India and Kazakhstan had signed an MoU in the field of civil nuclear cooperation in January 200 but that was between the Nuclear Power Corporation of India Limited and the Kazakh nuclear company, KazAtomProm. The one signed today is an inter-governmental agreement.

The agreement on cooperation in the oil and gas sector signed between the ONGC Videsh Limited and Kazakh national company Kazmunaigas gives effect to the transfer of participating interest of 25 per cent in the Satpayev Block from the Kazakh firm to the Indian company. The Satpayev exploration block, located in the Kazakh sector of the Caspian Sea, covers an area of 1482 sq km and is at a water depth of 6-8 meters. It is situated in a highly prospective region of the North Caspian sea and is in close proximity to major discoveries. The block contains two prospective structures, namely Satpayev and Satpayev Vostochni (East) with 256 million metric tonne in estimated hydrocarbon resources.

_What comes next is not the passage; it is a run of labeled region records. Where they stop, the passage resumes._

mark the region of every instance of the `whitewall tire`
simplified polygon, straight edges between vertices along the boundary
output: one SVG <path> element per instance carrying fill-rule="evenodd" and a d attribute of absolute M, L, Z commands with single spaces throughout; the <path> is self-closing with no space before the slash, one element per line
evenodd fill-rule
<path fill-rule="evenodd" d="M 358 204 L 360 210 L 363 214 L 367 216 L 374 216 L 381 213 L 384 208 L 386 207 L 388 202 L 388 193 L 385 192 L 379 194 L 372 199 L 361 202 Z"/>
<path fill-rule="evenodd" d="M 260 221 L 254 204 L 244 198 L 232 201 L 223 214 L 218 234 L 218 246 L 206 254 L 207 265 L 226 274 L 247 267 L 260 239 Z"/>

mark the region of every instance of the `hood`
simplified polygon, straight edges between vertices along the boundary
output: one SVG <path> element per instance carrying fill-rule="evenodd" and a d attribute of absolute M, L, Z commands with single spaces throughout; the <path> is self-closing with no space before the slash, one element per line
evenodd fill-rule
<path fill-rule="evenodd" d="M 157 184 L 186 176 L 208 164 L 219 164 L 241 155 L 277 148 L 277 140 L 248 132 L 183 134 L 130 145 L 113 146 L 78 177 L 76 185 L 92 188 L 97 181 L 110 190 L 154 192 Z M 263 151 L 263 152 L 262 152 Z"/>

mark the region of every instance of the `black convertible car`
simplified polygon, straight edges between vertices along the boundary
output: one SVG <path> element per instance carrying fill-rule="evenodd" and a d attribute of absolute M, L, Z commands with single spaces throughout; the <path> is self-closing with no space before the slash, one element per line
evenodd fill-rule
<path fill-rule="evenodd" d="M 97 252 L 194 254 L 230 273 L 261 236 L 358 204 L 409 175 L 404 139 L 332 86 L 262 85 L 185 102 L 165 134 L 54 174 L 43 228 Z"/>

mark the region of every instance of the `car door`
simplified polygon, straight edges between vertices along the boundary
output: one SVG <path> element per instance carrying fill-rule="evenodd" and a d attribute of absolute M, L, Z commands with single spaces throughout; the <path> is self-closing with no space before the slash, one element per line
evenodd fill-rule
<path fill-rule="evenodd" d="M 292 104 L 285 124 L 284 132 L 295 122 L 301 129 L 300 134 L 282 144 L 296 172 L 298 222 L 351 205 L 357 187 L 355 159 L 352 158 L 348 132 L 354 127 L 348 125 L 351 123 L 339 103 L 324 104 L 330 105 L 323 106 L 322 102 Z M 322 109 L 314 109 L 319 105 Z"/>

In his statement to the media, Manmohan Singh said there was “complete meeting of minds” between India and Kazakhstan on all vital issues on bilateral and global importance. Later, the PM also met Kazakhstan Prime Minister K Massimov. In a joint statement, the two countries noted with satisfaction the establishment of cooperation between ISRO and the National Space Agency of Kazakhstan.